Despite our profound concern for people with serious and persistent mental illness, we cannot turn our backs on other mental
illnesses, which affect large numbers of Americans, disabling adults and keeping children from learning. Indeed we have faith that
while most NAMI members would agree that NIMH should attend closely to the research needs of the 5.6 million Americans
described in NAMI’s report, there are both adequate resources and a moral imperative to do more. Nineteen million Americans suffer
from depression. Fortunately, the majority do not suffer from the most severe forms, but this illness nonetheless takes an enormous
toll; indeed it is the leading cause of disability in the United States. We cannot neglect post-traumatic stress disorder. Nor can we
ignore eating disorders, such as anorexia nervosa, an illness that kills 10% of its victims. America’s parents deserve the best
possible information about attention deficit hyperactivity disorder (ADHD) and its treatments. Thus next week, the NIMH will release
the results of the Multimodal Treatment Study of Children with ADHD, the largest and longest clinical trial to date comparing
stimulant medication with behavioral therapies. Similarly we cannot abandon children and families with autism, related developmental
disorders, or conduct problems that may represent the beginnings of a mental illness. We can no more walk away from these
illnesses than we can from the problem of youth violence that the Congress has particularly asked us to address in the wake of
Littleton and other tragic school shootings.

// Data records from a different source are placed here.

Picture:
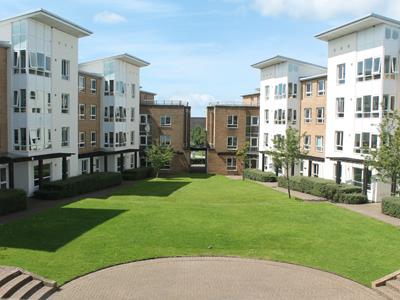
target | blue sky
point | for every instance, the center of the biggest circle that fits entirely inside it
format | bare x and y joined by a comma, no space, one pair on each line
201,51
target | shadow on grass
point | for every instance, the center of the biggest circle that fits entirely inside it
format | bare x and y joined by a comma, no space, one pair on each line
152,189
55,229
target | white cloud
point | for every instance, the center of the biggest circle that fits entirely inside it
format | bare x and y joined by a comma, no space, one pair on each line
108,17
324,9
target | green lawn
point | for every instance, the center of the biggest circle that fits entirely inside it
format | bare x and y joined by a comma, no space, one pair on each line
189,216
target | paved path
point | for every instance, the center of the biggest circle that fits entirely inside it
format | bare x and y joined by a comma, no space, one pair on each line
36,206
212,278
372,210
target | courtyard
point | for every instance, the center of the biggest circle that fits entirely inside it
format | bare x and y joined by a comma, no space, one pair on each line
198,215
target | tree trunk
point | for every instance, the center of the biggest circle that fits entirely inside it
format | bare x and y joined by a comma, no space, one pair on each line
288,180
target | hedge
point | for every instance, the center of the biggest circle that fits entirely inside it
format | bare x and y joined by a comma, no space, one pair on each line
139,173
328,189
78,185
391,206
12,201
259,175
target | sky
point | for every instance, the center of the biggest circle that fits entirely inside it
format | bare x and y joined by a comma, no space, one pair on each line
202,51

By our calculation, in 1997 of the $440 million appropriated to NIMH for non-AIDS research, $351 million or 80% was spent on
research relevant to mental illness or its underlying brain and behavioral science. The majority of the remainder was spent on other
research topics of concern to the American people as expressed by the Congress, such as child abuse and youth violence.
The NAMI report criticizes the Institute’s AIDS research. This is disingenuous since the AIDS research budget in 1997 was
separately provided and monitored by Congress through the NIH Office on AIDS. As the principal authors of the NAMI report are well
aware, this is money that NIMH would not otherwise have had, and could not have used for other purposes. The report is also cruel
because it invites divisiveness between the mental illness and AIDS advocacy communities. (This, despite the fact that people with
severe and persistent mental illness are among the groups at highest risk for HIV/AIDS). NIMH is proud that behavioral prevention
research on AIDS supported by the Institute has saved many lives.
We strongly disagree with the suggestion of the NAMI report that basic research on brain and behavior could be ceded to other
agencies with no harm to people with mental illness. At the NIH every institute shoulders its part of the overall responsibility for basic
science research—our greatest hope for the future. While other institutes also study basic neuroscience, each does so in the
context of its own research goals. Thus, for example, the National Institute of Neurological Disorders and Stroke has a large basic
neuroscience program, but most of the studies have very specific foci irrelevant to mental illness such as nerve regeneration in the
spinal cord. We cannot expect them to champion the research on thought and emotion that we support, nor can we expect them to
push the basic scientists they fund to look for applications to mental disorders. Indeed, while our current clinical research could
greatly improve the lives of those with schizophrenia, without progress in basic science, it is unlikely to produce a cure. The goals of
NIMH for individuals with schizophrenia and other mental illnesses must be nothing less than cures. To turn our back on basic
science would be to turn our back on hope.